Den Abschluss der Tagung macht Cannes-Leiter Thierry Frémaux in einem Gespräch, das Ute Soldierer mehrfach zu organisieren versucht, doch gegen die ausufernden Antworten Frémaux nur bedingt ankommt. Dieser wirkt vor dem Hintergrund der zuvor gehörten, äußerst proaktiven Redner*innen fast ein wenig anachronistisch. Mit mehrfachen Verweisen auf die Lumière-Brüder und dem Statement „The future of cinema must be fed by the past“ macht Frémaux klar, dass er Kino als traditionsreiches Medium versteht, das sich stets aus seiner Historisierung aktualisiert. Während Azman, Larkin & Co. diesem Punkt wahrscheinlich gar nicht widersprechen würden – so ging es auch in den vorherigen Panels immer wieder um die Integration von Klassikern und Retrospektiven in den Programmen –, scheint Frémaux’ Aversion gegenüber der Vermarktung von Filmen in sozialen Medien und dem für Lacher sorgenden Wunsch, Popcorn solle doch bitte in Amerika bleiben, in französischen Kinos habe das nichts verloren, den vorherigen Beiträgen sehr entgegengestellt.

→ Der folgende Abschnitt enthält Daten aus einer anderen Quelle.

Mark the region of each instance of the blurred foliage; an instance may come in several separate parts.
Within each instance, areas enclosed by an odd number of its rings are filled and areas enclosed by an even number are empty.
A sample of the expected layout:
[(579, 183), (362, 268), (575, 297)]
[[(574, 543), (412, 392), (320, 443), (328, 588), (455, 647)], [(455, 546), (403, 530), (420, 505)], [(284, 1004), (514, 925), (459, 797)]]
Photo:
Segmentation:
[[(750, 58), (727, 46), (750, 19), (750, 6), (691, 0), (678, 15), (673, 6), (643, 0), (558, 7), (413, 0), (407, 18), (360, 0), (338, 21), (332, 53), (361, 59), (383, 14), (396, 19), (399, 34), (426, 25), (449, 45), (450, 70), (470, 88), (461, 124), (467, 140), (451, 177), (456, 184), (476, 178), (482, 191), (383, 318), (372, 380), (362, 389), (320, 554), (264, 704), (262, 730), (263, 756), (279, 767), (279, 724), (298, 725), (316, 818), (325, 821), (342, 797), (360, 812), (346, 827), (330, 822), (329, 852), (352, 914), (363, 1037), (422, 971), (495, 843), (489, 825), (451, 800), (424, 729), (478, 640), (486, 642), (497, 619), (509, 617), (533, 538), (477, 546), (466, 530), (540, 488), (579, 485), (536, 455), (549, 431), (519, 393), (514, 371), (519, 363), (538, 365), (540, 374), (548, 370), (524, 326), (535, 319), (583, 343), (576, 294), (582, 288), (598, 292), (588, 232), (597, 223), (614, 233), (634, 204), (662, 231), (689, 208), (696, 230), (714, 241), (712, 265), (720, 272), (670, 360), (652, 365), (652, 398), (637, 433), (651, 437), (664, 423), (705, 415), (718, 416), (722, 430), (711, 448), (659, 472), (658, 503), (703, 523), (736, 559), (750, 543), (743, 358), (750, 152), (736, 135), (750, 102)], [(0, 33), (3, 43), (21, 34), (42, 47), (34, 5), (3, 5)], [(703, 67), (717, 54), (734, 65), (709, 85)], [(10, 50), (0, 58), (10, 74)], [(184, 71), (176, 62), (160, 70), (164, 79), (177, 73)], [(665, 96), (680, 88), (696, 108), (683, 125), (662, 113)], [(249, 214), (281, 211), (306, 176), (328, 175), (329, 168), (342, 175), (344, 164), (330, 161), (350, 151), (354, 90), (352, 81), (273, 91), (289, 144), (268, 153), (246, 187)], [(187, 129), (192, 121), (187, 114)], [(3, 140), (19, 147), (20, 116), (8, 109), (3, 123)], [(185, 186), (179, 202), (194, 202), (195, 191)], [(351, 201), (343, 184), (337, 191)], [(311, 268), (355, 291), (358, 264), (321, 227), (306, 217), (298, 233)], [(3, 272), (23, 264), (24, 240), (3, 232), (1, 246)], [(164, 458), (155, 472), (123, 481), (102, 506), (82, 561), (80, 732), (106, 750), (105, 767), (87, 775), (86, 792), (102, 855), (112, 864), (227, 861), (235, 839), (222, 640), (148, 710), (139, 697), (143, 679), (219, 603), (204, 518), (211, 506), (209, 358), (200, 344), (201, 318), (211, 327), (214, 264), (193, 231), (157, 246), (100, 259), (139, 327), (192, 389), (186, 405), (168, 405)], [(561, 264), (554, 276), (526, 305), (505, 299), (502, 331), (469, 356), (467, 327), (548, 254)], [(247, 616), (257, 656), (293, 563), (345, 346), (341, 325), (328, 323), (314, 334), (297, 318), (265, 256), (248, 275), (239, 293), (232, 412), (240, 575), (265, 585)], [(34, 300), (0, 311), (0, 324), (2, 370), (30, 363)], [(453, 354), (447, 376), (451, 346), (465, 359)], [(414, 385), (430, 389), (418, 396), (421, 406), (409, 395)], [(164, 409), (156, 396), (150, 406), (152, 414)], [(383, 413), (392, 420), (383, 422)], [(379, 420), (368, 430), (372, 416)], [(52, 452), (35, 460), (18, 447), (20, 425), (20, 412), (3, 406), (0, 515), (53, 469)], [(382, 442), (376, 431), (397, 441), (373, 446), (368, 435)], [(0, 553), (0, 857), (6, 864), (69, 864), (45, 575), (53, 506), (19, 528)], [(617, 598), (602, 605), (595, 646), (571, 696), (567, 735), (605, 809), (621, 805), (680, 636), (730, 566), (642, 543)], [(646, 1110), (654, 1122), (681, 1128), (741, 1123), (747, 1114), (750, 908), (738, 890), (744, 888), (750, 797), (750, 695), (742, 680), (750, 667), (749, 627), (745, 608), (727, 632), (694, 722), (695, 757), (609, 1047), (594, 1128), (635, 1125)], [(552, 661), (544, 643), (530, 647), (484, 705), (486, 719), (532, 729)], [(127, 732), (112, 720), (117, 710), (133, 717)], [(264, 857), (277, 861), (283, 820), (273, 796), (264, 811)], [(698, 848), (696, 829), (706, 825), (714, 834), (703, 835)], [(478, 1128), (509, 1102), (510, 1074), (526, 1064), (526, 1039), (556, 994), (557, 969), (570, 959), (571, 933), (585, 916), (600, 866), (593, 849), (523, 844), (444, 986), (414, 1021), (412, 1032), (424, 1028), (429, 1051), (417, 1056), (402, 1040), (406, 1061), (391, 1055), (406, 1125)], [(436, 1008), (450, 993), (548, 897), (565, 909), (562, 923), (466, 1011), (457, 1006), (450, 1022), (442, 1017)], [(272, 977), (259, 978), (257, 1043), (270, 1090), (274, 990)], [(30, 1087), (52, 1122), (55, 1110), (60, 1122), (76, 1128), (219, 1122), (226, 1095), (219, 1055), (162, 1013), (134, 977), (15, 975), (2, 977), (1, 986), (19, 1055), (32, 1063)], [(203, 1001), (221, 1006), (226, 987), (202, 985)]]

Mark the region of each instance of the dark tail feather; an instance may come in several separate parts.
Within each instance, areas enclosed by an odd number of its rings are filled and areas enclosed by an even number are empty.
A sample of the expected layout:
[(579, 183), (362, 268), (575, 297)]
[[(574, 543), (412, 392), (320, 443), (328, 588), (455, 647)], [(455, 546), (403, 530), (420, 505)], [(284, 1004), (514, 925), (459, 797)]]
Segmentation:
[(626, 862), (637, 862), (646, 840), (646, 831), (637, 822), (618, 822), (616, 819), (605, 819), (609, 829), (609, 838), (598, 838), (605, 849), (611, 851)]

Thierry Frémaux im Gespräch mit Ute Soldierer © AG Kino – Gilde e.V. 2024

Weit über der Zeit und mit zwar erschöpften, aber trotzdem zufriedenen Gesichtern verabschieden Bräuer und seine Vorstandskolleg*innen das Publikum und laden zum gemeinsamen Ausklang ein. Zwischen all den Vorträgen und Diskussionen lässt sich trotz der Diversität und den ebenfalls nicht fehlenden Kontroversen eine Quintessenz der dritten Cinema Vision 2030 Konferenz herausziehen. Das Kino ist nicht tot, im Gegenteil: es erfüllt die Nachfrage eines jungen, ökonomisch aufstrebenden und größer werdenden Publikums nach immateriellen Erlebnissen, die auf sozialer, kultureller und gastronomischer Ebene befriedigen sollen. In Zeiten von völliger materieller Übersättigung sind es gerade Events wie ein Harry-Potter-Marathon, eine Wong-Kar-Wai-Themenwoche oder eine Barbie-Premiere komplett in Pink, die das Publikum von ihren gemütlichen Couches weglocken. Während man vermutlich bereits einen kleinen Grabstein für das lineare Fernsehen aufstellen kann, dessen Untergang gegenüber Video-on-Demand und Streaming nicht mehr aufzuhalten ist, wird das Kino noch eine ganze Weile überleben. Und zwar mindestens so lange, wie es genügend enthusiastische Cinephiles gibt, die sich mit immer neuen Ideen und Visionen an die Rettung des Kinos im 21. Jahrhundert machen. Dafür nehmen wir sogar Popcorn in französischen Kinos in Kauf – pardon, Thierry.